Henry Dundas and the East India Company

Pillage and patronage in Scotland's interest

Dundas was President of the Board of Control over the East India Company from 1793-1801; the History of Parliament describes his India interests thus:

India was doubtless the brightest jewel in his [Dundas'] crown: it made possible what Canning called his system of ‘pillage and patronage’. It was a commonplace of the time that ‘Scotland and India Dundas ruled and fed the one with the other’. Patronage apart, Dundas’s view of British India did not extend to colonization: it involved commercial exploitation and monopoly, with the corollary of depriving competitors of their footholds. ‘As long as he is in office’, wrote Rev. Sydney Smith, ‘the Scotch may beget younger sons with the most perfect impunity. He sends them by loads to the East Indies, and all over the world.’ Dundas’s Admiralty office and his intimacy with the Duke of York as commander-in-chief gave him the key to military patronage for his Scottish clients. There was scarcely a family in Scotland which had not been under obligation to him, Lord Minto maintained. As the distribution of loaves and fishes did not appeal to Pitt, Dundas became his ‘old jobber’. ...

His chief subject, however, was India, and later that month [December 1790]  he was a spokesman for the continuation of Warren Hastings’s impeachment (though on 27 May 1791 and 11 Feb. 1793 he spoke in favour of its abridgement) and made the first of many speeches in that and the ensuing session in defence of Cornwallis’s offensive against Tipu in India.
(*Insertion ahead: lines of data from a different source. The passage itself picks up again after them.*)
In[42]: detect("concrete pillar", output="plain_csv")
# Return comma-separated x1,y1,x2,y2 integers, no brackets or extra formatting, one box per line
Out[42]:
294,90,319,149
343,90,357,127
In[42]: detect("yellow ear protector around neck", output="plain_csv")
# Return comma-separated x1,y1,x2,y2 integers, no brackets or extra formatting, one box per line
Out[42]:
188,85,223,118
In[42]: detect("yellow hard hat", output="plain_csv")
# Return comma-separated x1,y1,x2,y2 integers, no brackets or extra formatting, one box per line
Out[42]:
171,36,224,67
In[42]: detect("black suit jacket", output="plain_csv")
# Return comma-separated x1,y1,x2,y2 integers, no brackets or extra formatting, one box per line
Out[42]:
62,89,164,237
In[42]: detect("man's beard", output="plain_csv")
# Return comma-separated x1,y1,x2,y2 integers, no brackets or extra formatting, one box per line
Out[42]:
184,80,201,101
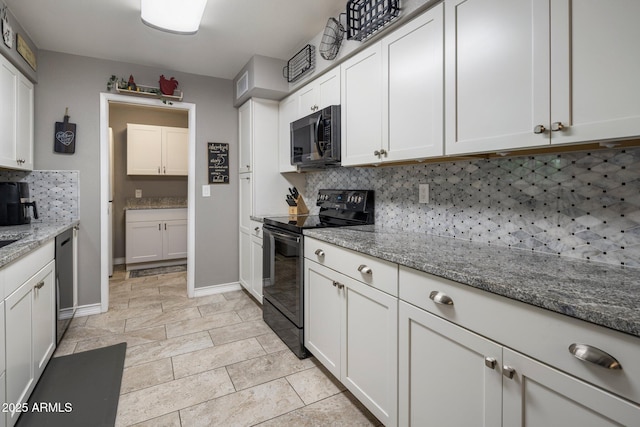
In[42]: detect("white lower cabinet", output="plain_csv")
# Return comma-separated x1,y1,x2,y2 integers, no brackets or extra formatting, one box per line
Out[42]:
125,208,187,266
398,301,502,427
2,241,56,426
305,259,398,426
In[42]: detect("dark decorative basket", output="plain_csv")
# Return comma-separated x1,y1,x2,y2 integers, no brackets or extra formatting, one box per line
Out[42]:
347,0,400,41
282,44,316,83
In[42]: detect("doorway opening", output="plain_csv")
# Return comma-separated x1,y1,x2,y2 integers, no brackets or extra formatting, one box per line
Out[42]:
100,93,195,312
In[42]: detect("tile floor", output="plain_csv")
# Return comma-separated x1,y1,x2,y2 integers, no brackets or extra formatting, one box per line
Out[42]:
54,270,381,427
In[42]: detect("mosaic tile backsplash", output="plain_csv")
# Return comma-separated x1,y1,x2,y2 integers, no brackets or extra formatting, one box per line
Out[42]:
305,148,640,268
0,170,80,222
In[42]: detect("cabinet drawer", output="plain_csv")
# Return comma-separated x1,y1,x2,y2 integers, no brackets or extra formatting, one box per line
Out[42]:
304,237,398,296
3,240,55,296
126,208,187,222
399,267,640,402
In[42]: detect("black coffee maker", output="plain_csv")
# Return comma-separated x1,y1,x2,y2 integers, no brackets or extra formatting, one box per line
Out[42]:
0,182,38,226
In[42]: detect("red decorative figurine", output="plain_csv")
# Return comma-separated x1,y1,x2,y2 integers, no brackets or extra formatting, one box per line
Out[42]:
160,74,178,95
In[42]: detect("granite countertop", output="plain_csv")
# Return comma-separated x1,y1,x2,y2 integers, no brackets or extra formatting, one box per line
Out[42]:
0,220,80,268
124,197,187,210
304,226,640,336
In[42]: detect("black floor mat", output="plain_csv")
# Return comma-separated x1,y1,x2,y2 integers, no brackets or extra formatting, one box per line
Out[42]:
16,343,127,427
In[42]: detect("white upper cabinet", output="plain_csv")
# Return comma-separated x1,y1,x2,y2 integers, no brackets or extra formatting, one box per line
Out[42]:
340,43,382,166
127,123,189,175
341,5,444,166
547,0,640,144
445,0,640,154
445,0,550,154
0,55,34,170
382,4,444,161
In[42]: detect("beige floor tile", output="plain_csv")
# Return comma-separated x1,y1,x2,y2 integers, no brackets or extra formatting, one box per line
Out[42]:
120,358,174,394
132,411,181,427
256,330,288,353
286,366,345,405
125,307,200,332
162,294,226,311
166,311,242,338
198,294,256,317
259,392,382,427
180,378,303,427
209,320,271,345
227,350,316,390
75,326,167,352
173,338,265,378
124,332,213,367
116,368,234,426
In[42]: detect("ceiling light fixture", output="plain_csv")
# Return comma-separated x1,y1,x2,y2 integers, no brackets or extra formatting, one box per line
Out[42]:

The defence of the India budget had also become his annual responsibility. On all other subjects he had less to say ... In June 1791, in addition to being a commissioner for India and treasurer of the navy, he became Home secretary in the government reshuffle, ‘the first Scotchman to be Home secretary since James II’s reign’, as Lord Spencer remarked. George Rose commented, ‘I am afraid of unpopularity and a revival of a cry against the Scotch when the patron and leader of Scotland is put into the highest situation of authority here’. It was, however, at first regarded as a temporary expedient until Lord Cornwallis became available. Ironically Dundas, whom Pitt had at first intended for the Foreign, not the Home Office, spoke more often after his appointment on foreign than on domestic issues, notably in defence of the armament against Russia as a means of effecting peace between Russia and the Porte.
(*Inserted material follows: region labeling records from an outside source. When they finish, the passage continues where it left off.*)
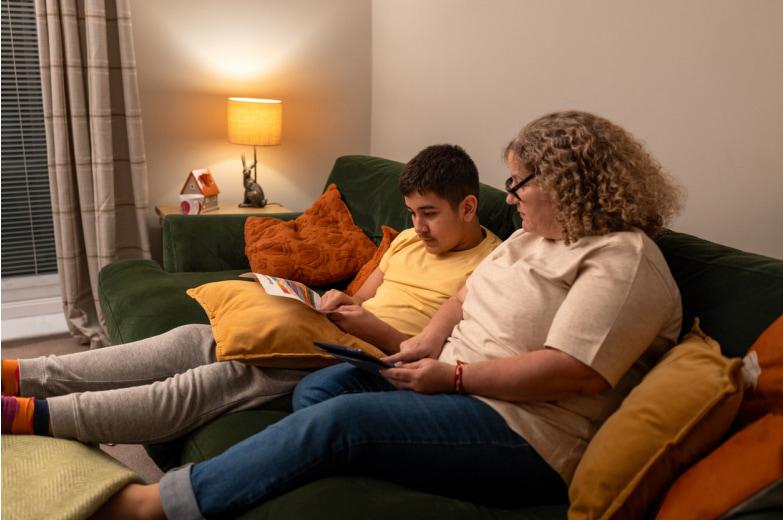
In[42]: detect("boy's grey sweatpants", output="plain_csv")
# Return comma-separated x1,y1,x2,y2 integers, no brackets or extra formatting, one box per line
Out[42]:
19,324,308,443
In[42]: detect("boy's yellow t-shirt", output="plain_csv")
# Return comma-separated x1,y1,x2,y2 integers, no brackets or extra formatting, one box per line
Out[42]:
362,226,501,335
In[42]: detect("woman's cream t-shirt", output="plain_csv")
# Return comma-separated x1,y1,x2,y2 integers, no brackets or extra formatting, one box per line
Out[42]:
440,230,682,483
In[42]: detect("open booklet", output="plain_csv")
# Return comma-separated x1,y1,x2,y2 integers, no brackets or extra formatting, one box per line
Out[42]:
239,273,321,312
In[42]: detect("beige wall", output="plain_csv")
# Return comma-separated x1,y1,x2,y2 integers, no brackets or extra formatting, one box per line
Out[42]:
131,0,371,256
371,0,783,258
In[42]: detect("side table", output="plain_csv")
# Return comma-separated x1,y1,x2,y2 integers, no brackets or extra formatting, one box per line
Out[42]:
155,202,291,226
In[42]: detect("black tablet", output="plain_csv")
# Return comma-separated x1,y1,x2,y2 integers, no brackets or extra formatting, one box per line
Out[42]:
313,341,393,372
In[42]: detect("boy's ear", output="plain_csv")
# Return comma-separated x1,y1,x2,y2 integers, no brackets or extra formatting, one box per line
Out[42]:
460,195,478,220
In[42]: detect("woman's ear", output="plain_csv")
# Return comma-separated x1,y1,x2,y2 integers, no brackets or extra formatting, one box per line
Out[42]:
460,195,478,221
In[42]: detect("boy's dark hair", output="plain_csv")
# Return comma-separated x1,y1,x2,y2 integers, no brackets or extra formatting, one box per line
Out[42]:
400,144,479,209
On 2 Apr. 1792 Dundas made himself the champion of ‘gradual’ abolition of the slave trade and carried his case against the ‘immediate’ abolitionists by 193 votes to 125; on 23 Apr. he submitted resolutions fixing 1800 as the date for final abolition. Pitt did not agree and Dundas surrendered to the majority who preferred a terminal date of 1796, though he offered to advise on any bill they drafted. ... The outbreak of war [with France in 1793]interrupted one of his major responsibilities, the justification of the renewal of the East India Company charter continuing ‘the domestic plan of administration’ there as well as the Company’s commercial monopoly. This policy he presented in 33 resolutions on 23 Apr. 1793 and subsequently carried in committee. As a result he became first paid president of the Board of Control in place of Lord Grenville. Henceforward his India budgets included the home as well as the Indian resources of the Company. ...

In presenting the East India budget, 4 Apr. 1794, he exulted in the complete destruction of the enemies of British India, external and internal. He took upon himself henceforward until 1799 the pleasant duty of congratulating the victorious admirals of the fleet, and Canning, who at this time remarked that ‘nobody has pleasanter conversation and better wine than Dundas’, added that good news of far-flung expeditions made him liberal of both. ... On leaving the Board of Control [of the East India Company] in May 1801 he accepted, after previously refusing it, an East India Company pension of £2,000 as long as their charter was in force. On the strength of this, he had declined the King’s offer of an increase in his privy seal salary.